All of which is why some drug executives in the United States say that their Indian peers may be too optimistic about their industry’s prospects.

“Cost is one issue, and yes it is important, but there are two other critical factors: intellectual property and quality and safety issues,” said Panos Kalaritis, the chief operating officer of Irix Pharmaceuticals, a Florence, S.C., contract research and manufacturing company, which competes with Indian laboratories and factories.

The F.D.A., in response to India’s growing influence, has opened two offices in this country ― in Delhi in early 2009 and another in Mumbai in June of last year. When fully staffed, the offices will have between them a dozen full-time employees, including inspectors and technical specialists, which is comparable to the F.D.A.’s presence in China.

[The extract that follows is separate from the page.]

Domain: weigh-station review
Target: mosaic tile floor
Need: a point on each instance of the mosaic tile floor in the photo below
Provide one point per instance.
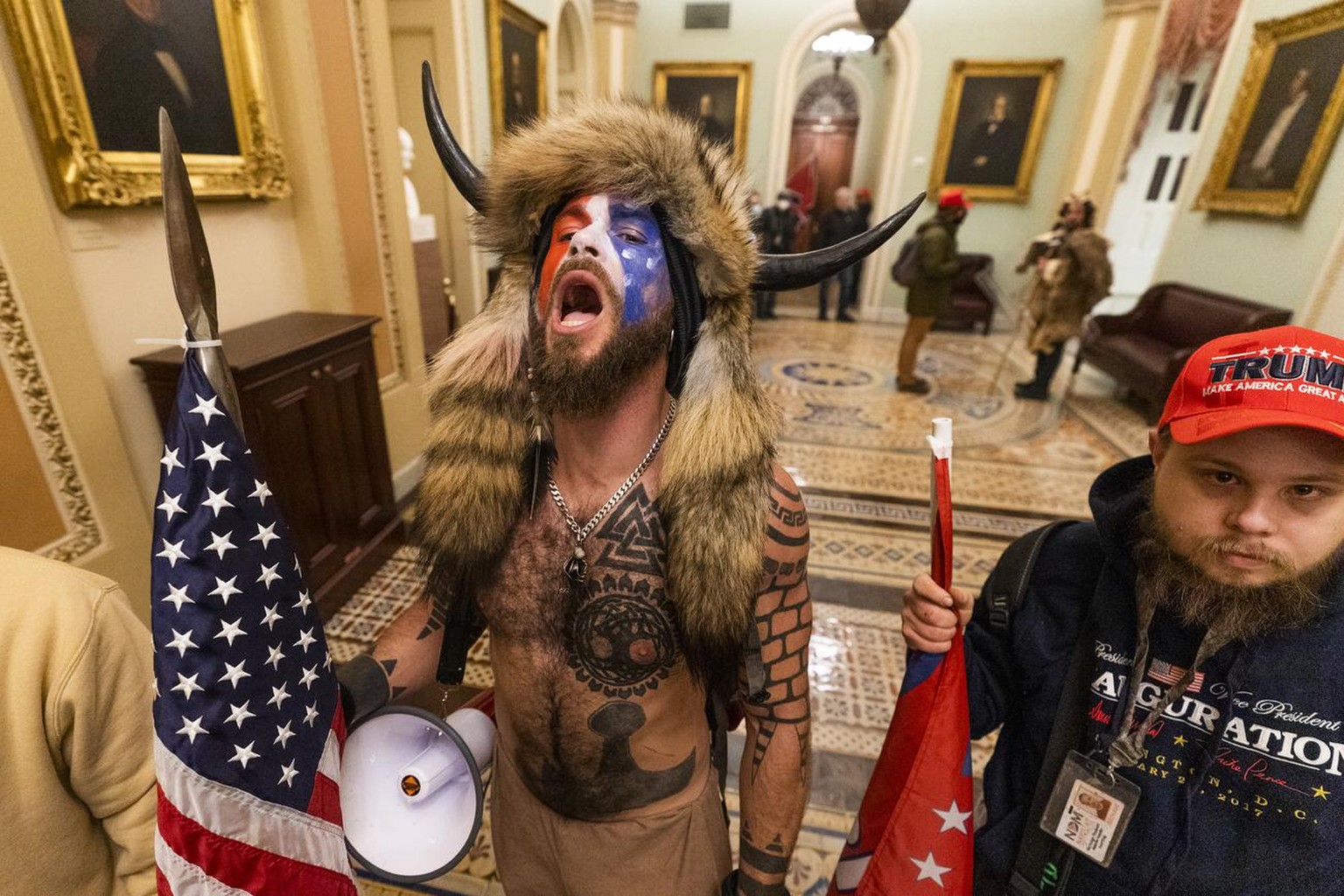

Among other measures, the Indian offices will enable the F.D.A. to “verify that important products and the way they are manufactured meet U.S. health and safety requirements,” an agency spokeswoman said in an e-mail message.

While China is the undisputed low-cost maker of a multitude of consumer goods, India may have a rare edge in the drug industry. India’s long tradition of generics has fostered a robust educational system here for pharmaceutical scientists, as well as longer experience dealing with Western regulators.

The F.D.A. has issued about 900 approvals to plants in India to import drugs or raw materials for the industry to the United States, the vast majority in recent years, compared with more than 300 such approvals for China.

Indian companies have “a lot to offer and the cost advantage is huge,” said Swetha Shantikumar, a research analyst in Chennai with Frost & Sullivan, who predicted more buyouts of Indian firms by global giants in the near future. Chinese firms “don’t have the technical capacity to produce sophisticated drugs,” said Ms. Shantikumar.

“If you want to make simpler drugs like aspirin,” she said, “you manufacture them in China.”